The Air Force’s fiscal 2024 budget proposal aims to end funding for the AETP engine, declaring the effort too expensive and cementing the plan to press on with Pratt’s proposed upgrade to the F-35’s current engine. 

But as Congress reviews the budget proposal, Lockheed has begun issuing public support for the new engine.

“I am an advocate for AETP,” the Adaptive Engine Transition Program, Greg Ulmer, executive vice president of Lockheed’s Aeronautics business, told Defense One Tuesday. “I believe the F-35 is going to be around [until] 2070. There’s going to be a Block 5, there’s going to be a Block 6, probably a Block 7. We’re going to need more power and cooling. It’s just a fact of life.”

Ulmer’s comments prompted Pratt executives to fire back, saying Lockheed’s support for a new F-35 engine reflects an unwise attempt to prolong the jet’s service.

House Armed Services Committee Chairman Rep. Mike Rogers’ markup of the annual defense policy bill would keep the adaptive program alive, but this reversal of the Air Force’s decision still requires the approval of Senate authorizers and appropriators in both houses.

Shockey said House authorizers made it clear in their markup that the purpose of funding AETP is to keep the industrial base going on next-gen engine technology for a future fighter.

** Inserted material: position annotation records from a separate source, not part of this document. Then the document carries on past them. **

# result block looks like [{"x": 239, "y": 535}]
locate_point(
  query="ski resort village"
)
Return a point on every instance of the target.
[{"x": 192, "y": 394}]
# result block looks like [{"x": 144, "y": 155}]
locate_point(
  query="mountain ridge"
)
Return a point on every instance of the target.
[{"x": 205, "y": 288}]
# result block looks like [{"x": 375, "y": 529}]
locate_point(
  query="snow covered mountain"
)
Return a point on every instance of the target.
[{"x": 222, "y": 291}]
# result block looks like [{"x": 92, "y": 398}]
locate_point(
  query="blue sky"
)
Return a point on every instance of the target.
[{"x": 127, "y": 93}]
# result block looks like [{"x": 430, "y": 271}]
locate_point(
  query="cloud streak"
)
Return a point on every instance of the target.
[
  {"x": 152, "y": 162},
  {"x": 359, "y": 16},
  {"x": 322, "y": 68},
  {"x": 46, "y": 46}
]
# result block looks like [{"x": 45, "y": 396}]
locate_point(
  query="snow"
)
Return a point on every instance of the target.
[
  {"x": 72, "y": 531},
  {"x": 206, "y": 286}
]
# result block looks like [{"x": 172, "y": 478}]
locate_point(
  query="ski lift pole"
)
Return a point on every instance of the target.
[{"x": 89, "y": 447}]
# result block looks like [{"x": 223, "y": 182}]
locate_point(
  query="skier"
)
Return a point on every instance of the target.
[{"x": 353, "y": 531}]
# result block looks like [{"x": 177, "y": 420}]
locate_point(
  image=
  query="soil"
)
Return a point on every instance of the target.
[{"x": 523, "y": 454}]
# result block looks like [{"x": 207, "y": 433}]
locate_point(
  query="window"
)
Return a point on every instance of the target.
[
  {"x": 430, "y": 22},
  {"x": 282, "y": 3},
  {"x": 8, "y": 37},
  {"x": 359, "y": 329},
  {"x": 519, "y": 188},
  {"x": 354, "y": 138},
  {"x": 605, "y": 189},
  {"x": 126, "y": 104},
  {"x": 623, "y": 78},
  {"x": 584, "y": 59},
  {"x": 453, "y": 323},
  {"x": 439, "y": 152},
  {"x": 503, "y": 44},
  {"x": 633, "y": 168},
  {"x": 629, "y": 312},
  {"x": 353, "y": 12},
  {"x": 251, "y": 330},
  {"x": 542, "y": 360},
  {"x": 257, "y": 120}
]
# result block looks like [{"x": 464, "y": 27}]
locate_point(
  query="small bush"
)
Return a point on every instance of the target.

But now Lockheed is “trying to shift the debate...tell one story and try to go implement another story. It’s a waste of taxpayer dollars and adds tremendous risk to the program,” he said.

Proponents of the adaptive engine say it would offer more thrust while burning less fuel. Ulmer said the adaptive engine would deliver “improved performance” for the F-35, in addition to more power and cooling. 

“Beyond Block 4, we need more power and cooling. What I like about AETP is you get both of those and you get specific fuel consumption improvement, so now the range of the airplane increases,” he said.

But Pratt officials argue that it’s “misleading” to say that the jet needs a new engine for power and cooling reasons—because a Lockheed-led study concluded that combining the Pratt engine upgrade with an upgraded power and thermal management system could provide 70 percent more power and cooling beyond Block 4, said Jen Latka, vice president of Pratt’s F135 program.

Even if you put an adaptive engine into the F-35, Latka said, “It will never meet the mission requirements of the 6th-gen. It is not a replacement. So we really believe that there needs to be a focus on 6th-gen airframe with a 6th-gen propulsion system.”

Both enginemaker Pratt and prime contractor Lockheed have had their fair share of problems with the F-35 program: Lockheed has struggled to deliver Block 4 upgrades for the jet and Pratt has struggled to deliver engines.